All of this is accomplished with a single query ("fhoffa.x.levenshtein" persistent UDF courtesy of the incredible Felipe Hoffa):
select showOffset, fhoffa.x.levenshtein(LastOCRText, OCRText) EditDist, LastOCRText, OCRText from ( SELECT showOffset, LAG(OCRText) OVER (PARTITION BY iaShowId order by showOffset asc) LastOCRText, OCRText FROM `gdelt-bq.gdeltv2.vgegv2_iatv` WHERE DATE(date) = "2020-02-02" and iaShowId='KGO_20200202_000000_ABC_World_News_Tonight_With_David_Muir' and numShotChanges>1 order by date asc )
This yields this spreadsheet. We've gone in and manually annotated where each story begins so you can see where it lines up.

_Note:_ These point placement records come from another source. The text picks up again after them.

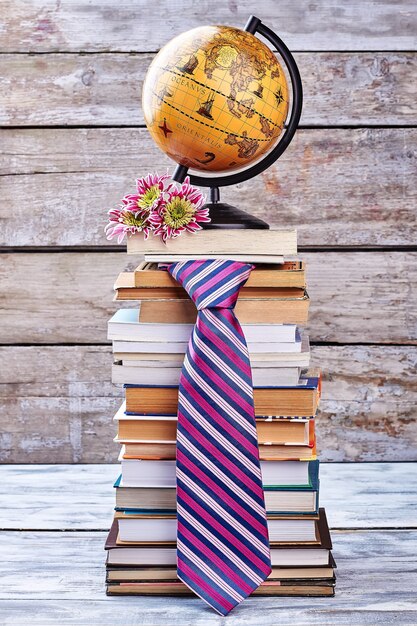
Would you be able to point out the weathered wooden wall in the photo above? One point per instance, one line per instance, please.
(72, 141)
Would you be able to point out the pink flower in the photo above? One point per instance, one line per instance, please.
(150, 193)
(181, 211)
(123, 221)
(158, 207)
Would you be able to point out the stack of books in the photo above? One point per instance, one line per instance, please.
(149, 343)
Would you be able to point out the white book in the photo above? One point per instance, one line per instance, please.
(126, 374)
(243, 258)
(143, 529)
(180, 347)
(125, 326)
(274, 360)
(154, 556)
(209, 242)
(143, 473)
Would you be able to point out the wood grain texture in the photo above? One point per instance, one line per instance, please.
(339, 187)
(355, 296)
(81, 497)
(98, 90)
(44, 25)
(57, 404)
(58, 578)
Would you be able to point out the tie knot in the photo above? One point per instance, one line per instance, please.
(211, 284)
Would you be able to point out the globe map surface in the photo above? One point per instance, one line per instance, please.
(215, 99)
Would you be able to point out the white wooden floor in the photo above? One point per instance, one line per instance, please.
(54, 519)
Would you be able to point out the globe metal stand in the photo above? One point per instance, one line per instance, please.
(224, 215)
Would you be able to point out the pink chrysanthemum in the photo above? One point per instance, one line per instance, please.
(150, 193)
(124, 222)
(181, 211)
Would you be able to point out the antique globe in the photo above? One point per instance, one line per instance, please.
(216, 100)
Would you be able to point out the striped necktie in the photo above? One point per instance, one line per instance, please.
(223, 550)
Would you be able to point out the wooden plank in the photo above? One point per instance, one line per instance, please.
(71, 587)
(367, 412)
(344, 187)
(356, 495)
(67, 89)
(355, 296)
(44, 26)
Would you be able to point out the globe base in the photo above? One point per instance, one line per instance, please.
(225, 215)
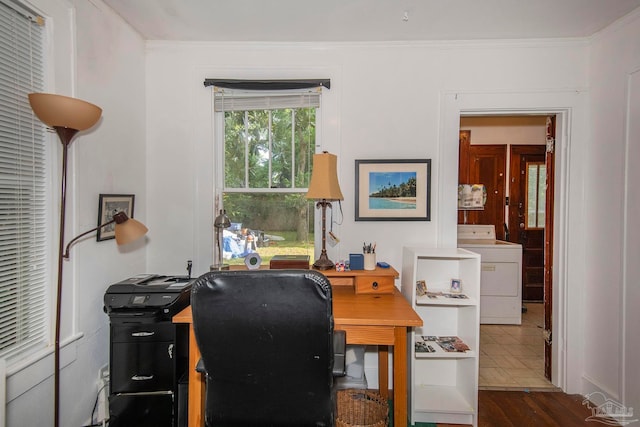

In reality, Levenshtein edit distance is not the best comparison mechanism, since it penalizes cases like "02.01.20 NEW CORONAVIRUS CASE" and "02.01.20 NEW CORONAVIRUS CASE WORLD NEWS TONIGHT" where one is a subset of the other, since that is what it is designed for. A better approach would be to break each string into words and compare the number of similar words, accounting for minimal substrings and so on. More advanced models could be implemented as UDFs or use BigQuery's built-in advanced machine learning capabilities.
Similarly, taking the onscreen text of the second when a transition occurred and comparing it to the onscreen text of the first second of the previous shot is not ideal, since a lot may have happened during that shot. A better approach would be to compare each second of airtime to the second before it and only examine the similarities for seconds that are shot changes. This would require simply dropping the "where numShotChanges>1" from the query above.
In spite of these limitations, look more closely at the spreadsheet above and its trivial as a human to spot the story transitions. In fact, using this spreadsheet, it takes less than a minute to segment the entire broadcast into its component stories, suggesting that simply combining shot changes and OCR could be enough to dramatically accelerate human broadcast annotation!